William Henry Hopkin

Personal information
- Full name: William Henry Hopkin
- Born: 1 July 1914 Newport, Wales
- Died: 3 March 2002 (aged 87) Newport, Wales

Playing information

Rugby union
- Position: Wing
Club
| Years | Team | Pld | T | G | FG | P |
|  | Chepstow RFC |  |  |  |  |  |
|  | Gloucester RFC |  |  |  |  |  |
| 1935–38 | Newport RFC | 68 | 26 |  |  | 78 |
|  | Total | 68 | 26 | 0 | 0 | 78 |
Representative
| Years | Team | Pld | T | G | FG | P |
| 1937 | Wales | 1 | 0 | 0 | 0 | 0 |

Rugby league
- Position: Wing
Club
| Years | Team | Pld | T | G | FG | P |
| 1938–46 | Swinton | 59 | 28 | 0 | 0 | 84 |
- Source:

= Bill Hopkin =

Wales international rugby union & league player (1914-2002)

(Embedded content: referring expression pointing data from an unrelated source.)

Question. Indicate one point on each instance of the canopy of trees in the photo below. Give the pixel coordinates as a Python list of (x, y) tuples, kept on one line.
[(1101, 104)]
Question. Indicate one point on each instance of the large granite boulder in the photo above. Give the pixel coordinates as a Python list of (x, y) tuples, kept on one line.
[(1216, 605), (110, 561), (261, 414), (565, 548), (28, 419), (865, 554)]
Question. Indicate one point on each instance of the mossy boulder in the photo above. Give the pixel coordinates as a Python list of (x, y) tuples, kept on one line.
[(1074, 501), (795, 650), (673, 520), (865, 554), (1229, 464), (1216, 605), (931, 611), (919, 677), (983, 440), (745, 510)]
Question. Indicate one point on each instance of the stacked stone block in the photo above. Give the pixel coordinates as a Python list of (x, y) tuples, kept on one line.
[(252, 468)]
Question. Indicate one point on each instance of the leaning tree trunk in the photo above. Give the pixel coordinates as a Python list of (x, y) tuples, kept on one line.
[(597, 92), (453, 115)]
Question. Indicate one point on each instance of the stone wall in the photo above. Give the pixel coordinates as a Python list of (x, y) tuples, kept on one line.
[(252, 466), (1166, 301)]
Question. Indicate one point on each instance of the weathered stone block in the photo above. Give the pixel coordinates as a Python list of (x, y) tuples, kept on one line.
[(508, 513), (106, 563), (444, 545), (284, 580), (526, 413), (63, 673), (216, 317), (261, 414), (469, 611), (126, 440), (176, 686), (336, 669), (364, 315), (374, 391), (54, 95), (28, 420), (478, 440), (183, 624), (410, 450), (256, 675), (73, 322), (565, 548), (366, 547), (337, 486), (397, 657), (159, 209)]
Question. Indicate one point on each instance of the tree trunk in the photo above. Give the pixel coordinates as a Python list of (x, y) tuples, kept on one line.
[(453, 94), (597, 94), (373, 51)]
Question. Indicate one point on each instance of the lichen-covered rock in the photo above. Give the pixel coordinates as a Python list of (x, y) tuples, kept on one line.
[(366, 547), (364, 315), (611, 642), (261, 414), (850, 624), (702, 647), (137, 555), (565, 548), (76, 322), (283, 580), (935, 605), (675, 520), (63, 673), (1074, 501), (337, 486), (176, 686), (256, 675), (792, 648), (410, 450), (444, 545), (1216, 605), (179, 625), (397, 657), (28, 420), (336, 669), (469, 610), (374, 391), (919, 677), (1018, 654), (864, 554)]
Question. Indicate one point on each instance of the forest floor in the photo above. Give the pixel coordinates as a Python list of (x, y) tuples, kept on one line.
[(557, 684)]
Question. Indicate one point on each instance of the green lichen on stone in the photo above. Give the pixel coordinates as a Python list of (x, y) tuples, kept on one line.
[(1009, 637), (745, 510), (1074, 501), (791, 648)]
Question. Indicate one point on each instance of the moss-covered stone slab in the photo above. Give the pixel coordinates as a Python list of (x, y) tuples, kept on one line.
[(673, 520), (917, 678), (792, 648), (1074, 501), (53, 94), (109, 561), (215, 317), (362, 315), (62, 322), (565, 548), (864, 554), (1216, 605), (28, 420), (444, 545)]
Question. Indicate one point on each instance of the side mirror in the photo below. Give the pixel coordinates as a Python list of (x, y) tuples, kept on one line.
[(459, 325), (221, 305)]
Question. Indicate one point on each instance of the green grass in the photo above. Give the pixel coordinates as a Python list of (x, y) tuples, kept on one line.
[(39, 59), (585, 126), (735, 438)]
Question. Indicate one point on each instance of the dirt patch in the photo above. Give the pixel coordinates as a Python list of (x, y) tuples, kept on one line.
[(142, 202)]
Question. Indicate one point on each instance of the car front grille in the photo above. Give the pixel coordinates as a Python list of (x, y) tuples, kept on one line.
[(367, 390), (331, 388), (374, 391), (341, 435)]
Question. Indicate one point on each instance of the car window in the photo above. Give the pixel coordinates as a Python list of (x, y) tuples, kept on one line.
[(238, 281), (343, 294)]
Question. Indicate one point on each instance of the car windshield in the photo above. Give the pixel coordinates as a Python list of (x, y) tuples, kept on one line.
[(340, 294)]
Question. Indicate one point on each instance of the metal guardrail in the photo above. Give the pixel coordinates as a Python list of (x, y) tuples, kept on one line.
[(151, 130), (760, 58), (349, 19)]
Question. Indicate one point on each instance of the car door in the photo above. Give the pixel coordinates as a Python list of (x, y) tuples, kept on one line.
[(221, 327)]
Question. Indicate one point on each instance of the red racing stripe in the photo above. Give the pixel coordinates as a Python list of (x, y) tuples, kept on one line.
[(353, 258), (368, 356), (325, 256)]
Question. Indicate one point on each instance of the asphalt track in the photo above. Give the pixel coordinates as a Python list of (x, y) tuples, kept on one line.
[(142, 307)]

William Henry Hopkin (1 July 1914 – 3 March 2002) was a Welsh rugby union, and professional rugby league footballer who played in the 1930s and 1940s.

Hopkin was born in Newport, he played representative level rugby union (RU) for Wales, and at club level for Chepstow RFC, Gloucester RFC and Newport RFC, as a Wing, played club level rugby league (RL) for Swinton, and played association football (soccer) with Newport County reserves. He died in Newport aged 87.

==International honours==
Bill Hopkin won a cap for Wales (RU) while at Newport RFC in 1937 against Scotland.